With this precedence in place and publicly accessible, all Canadian Patients now have a reference point to present in their argument of Tarlov Cyst Disability. This Tarlov Cyst Expert also believes that many cysts form or are made symptomatic through trauma related injury.

Below is one example,, but only a portion, of one of the many new and more current research studies supporting the belief that spinal cord trauma could be one of the causes of symptomatic spinal cord cyst development. This is only one report out of hundreds that can now support patients in their legal liability claims.

I will be adding other studies in the near future.

I hope this helps Canadian Tarlov Cyst Patients advocate for themselves. Seeing as in most cases, old, dis-proven research has developed the need for patient self-advocacy. It seems to be the only resource we have.

If you’ve found other studies to support the Canadian Tarlov Cause I would love to add them to the growing list I will be adding to the blog soon.

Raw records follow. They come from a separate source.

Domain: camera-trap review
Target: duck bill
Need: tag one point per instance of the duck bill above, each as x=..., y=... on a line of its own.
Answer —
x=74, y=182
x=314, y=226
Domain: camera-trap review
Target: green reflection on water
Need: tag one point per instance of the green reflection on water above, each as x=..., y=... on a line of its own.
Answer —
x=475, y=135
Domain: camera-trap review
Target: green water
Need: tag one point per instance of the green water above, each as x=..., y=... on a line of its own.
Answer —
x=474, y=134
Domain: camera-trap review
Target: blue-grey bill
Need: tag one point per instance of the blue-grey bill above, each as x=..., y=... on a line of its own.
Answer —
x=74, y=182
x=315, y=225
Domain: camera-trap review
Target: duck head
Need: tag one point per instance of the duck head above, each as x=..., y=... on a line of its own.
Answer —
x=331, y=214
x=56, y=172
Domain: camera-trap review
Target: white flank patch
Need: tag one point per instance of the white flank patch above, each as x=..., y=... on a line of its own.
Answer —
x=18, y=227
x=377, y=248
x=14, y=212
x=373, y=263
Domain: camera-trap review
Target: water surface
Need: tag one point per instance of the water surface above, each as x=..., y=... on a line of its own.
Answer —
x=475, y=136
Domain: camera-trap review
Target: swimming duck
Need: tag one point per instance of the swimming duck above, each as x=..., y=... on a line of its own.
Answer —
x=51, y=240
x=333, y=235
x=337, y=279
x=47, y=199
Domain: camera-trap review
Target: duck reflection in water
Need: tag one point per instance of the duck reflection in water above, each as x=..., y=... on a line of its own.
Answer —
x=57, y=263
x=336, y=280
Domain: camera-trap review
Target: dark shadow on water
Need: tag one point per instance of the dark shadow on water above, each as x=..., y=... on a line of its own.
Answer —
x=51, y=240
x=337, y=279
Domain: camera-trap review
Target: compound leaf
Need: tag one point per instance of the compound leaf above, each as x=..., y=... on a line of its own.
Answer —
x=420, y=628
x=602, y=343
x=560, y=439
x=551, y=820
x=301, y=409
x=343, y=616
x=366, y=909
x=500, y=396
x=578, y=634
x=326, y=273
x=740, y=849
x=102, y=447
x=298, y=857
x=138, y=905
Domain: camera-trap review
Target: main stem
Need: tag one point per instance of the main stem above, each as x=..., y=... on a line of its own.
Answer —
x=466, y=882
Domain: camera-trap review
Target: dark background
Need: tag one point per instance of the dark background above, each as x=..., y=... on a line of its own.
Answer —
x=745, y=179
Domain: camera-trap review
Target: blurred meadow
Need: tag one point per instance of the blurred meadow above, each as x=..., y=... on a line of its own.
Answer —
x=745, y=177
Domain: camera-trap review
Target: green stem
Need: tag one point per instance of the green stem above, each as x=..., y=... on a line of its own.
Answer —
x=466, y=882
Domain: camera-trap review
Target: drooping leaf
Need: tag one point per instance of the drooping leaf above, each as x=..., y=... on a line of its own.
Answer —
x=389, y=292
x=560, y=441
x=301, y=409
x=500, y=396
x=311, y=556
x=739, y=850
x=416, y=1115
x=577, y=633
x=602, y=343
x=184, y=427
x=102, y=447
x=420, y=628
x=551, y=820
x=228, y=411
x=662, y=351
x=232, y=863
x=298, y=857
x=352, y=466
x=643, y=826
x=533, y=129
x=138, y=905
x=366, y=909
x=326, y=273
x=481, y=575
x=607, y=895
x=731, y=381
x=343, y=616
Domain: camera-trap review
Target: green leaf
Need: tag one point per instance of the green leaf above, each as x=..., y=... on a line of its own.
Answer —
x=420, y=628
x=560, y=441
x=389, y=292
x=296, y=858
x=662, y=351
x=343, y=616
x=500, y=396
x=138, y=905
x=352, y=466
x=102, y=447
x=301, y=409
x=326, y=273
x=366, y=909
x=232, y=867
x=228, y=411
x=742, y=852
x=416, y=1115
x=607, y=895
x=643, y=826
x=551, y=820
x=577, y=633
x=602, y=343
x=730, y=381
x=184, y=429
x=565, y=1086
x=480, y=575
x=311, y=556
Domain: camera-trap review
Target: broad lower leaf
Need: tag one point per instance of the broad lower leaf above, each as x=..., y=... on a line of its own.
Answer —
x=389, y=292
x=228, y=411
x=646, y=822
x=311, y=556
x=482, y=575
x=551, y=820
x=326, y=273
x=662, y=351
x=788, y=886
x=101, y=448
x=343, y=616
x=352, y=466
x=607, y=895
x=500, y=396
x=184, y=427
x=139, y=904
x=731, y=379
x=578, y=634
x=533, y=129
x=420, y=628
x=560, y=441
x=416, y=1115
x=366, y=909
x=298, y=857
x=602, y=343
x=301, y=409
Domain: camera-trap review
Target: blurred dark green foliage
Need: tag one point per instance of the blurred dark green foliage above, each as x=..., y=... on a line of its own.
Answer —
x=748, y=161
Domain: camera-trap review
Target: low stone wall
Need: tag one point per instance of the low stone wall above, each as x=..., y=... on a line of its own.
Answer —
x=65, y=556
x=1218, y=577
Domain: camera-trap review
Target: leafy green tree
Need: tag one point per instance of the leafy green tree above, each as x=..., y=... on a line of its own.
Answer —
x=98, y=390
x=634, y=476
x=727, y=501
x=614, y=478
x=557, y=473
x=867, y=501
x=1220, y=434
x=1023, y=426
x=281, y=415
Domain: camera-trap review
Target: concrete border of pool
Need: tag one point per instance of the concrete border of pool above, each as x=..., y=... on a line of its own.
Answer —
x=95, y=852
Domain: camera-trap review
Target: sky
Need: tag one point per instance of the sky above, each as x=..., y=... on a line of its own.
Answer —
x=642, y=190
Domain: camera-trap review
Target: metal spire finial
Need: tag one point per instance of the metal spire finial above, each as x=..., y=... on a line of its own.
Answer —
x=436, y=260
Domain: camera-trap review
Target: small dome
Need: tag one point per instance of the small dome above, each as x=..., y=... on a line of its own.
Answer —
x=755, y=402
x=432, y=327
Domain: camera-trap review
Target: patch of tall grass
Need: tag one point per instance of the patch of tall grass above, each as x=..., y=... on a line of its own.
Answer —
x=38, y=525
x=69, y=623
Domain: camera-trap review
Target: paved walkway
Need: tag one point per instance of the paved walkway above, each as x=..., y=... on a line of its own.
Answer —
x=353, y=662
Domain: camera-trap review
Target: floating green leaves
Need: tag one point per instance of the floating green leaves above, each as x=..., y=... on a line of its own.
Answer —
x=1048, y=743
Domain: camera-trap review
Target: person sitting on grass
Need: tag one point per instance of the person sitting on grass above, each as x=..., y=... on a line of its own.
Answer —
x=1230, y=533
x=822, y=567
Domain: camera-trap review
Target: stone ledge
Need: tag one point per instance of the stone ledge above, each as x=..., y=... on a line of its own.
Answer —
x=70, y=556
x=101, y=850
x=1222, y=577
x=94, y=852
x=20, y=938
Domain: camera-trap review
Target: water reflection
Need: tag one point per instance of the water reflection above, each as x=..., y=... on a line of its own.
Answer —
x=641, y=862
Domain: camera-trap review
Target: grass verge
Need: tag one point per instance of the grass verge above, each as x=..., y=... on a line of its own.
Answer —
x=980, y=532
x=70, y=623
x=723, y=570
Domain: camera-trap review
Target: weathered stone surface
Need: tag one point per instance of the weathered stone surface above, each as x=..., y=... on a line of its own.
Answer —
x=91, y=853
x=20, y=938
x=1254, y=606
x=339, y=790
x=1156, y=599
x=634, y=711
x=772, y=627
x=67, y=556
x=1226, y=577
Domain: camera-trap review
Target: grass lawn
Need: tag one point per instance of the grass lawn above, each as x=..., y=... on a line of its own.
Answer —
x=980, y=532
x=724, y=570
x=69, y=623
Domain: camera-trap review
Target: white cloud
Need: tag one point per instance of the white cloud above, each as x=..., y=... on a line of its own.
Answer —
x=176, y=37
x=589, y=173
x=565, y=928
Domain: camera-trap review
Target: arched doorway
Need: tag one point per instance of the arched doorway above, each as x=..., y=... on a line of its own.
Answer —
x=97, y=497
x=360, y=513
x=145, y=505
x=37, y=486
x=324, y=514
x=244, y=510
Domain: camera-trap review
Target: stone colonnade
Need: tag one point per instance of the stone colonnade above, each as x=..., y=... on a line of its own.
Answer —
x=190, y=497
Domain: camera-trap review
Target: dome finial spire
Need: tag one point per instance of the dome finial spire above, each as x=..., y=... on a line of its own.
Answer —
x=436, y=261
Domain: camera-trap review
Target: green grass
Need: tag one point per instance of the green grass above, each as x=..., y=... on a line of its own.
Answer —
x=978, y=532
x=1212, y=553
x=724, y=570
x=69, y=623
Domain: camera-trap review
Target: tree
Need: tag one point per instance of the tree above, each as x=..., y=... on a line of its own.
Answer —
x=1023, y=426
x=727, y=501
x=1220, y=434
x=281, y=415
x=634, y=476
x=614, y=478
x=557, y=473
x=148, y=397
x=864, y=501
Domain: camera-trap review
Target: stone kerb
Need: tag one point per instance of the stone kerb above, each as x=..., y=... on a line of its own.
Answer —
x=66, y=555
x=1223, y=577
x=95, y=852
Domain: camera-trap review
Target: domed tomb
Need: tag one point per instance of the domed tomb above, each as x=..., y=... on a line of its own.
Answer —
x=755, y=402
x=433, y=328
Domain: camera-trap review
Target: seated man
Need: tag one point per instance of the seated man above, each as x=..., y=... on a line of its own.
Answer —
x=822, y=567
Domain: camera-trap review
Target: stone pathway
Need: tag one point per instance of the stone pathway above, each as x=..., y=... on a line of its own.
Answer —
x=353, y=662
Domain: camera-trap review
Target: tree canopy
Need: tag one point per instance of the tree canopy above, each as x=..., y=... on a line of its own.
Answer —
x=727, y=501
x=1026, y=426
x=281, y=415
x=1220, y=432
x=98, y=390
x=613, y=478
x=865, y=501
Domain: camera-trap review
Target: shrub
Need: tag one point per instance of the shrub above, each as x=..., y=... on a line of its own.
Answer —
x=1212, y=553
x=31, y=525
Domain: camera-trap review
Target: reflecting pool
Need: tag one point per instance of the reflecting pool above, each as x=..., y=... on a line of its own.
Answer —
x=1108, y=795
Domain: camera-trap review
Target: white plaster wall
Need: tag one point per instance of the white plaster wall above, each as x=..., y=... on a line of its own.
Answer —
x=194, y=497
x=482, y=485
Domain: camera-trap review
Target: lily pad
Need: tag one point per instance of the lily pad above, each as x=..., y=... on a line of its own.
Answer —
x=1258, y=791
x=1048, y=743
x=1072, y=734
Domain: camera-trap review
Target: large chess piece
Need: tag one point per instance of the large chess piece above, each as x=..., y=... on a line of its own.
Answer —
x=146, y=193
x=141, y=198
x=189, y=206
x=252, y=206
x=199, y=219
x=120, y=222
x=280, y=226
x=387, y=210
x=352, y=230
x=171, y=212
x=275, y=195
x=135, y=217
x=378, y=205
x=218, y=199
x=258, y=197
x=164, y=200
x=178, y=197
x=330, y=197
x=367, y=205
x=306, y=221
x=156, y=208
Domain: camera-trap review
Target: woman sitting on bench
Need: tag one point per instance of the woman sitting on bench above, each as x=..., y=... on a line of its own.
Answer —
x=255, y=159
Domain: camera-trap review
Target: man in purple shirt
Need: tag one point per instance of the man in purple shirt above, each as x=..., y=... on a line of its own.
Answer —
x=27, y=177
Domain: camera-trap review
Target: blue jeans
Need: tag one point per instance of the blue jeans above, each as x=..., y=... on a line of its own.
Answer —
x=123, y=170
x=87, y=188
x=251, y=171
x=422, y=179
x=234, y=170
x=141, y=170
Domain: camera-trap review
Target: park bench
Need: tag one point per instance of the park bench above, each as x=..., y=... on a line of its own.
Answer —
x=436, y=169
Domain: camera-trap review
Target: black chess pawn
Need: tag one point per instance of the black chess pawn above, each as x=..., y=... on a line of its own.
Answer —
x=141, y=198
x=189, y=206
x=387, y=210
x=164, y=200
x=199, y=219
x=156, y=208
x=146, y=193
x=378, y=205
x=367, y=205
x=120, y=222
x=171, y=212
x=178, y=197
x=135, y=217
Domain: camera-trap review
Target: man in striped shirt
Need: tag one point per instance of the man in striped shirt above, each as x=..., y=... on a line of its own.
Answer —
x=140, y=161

Thank you and good luck in your Tarlov Care Journey!
______________________________________________________________________________

Neurosurgery:
March 2001 - Volume 48 - Issue 3 - pp 636-646
Experimental Studies
A Spinal Thecal Sac Constriction Model Supports the Theory That Induced Pressure Gradients in the Cord Cause Edema and Cyst Formation
Josephson, Anna M.D.; Greitz, Dan M.D., Ph.D.; Klason, Tomas Ph.D.; Olson, Lars Ph.D.; Spenger, Christian M.D.
Description: Collapse Box
Abstract
OBJECTIVE: Spinal cord cysts are a devastating condition that occur secondary to obstructions of the spinal canal, which may be caused by congenital malformations, trauma, spinal canal stenosis, tumors, meningitis, or arachnoiditis. A hypothesis that could explain how spinal cord cysts form in these situations has been presented recently. Therefore, a novel spinal thecal sac constriction model was implemented to test various aspects of this hypothesis.
METHODS: Thecal sac constriction was achieved by subjecting rats to an extradural silk ligature at the T8 spinal cord level. Rats with complete spinal cord transection served as a second model for comparison. The animals underwent high-resolution magnetic resonance imaging and histological analysis.
RESULTS: Thecal sac constriction caused edema cranial and caudal to the ligation within 3 weeks, and cysts developed after 8 to 13 weeks. In contrast, cysts in rats with spinal cord transection were located predominantly in the cranial spinal cord. Histological sections of spinal cords confirmed the magnetic resonance imaging results.
CONCLUSION: Magnetic resonance imaging provided the specific advantage of enabling characterization of events as they occurred repeatedly over time in the spinal cords of individual living animals. The spinal thecal sac constriction model proved useful for investigation of features of the cerebrospinal fluid pulse pressure theory. Edema and cyst distributions were in accordance with this theory. We conclude that induced intramedullary pressure gradients originating from the cerebrospinal fluid pulse pressure may underlie cyst formation in the vicinity of spinal canal obstructions and that cysts are preceded by edema.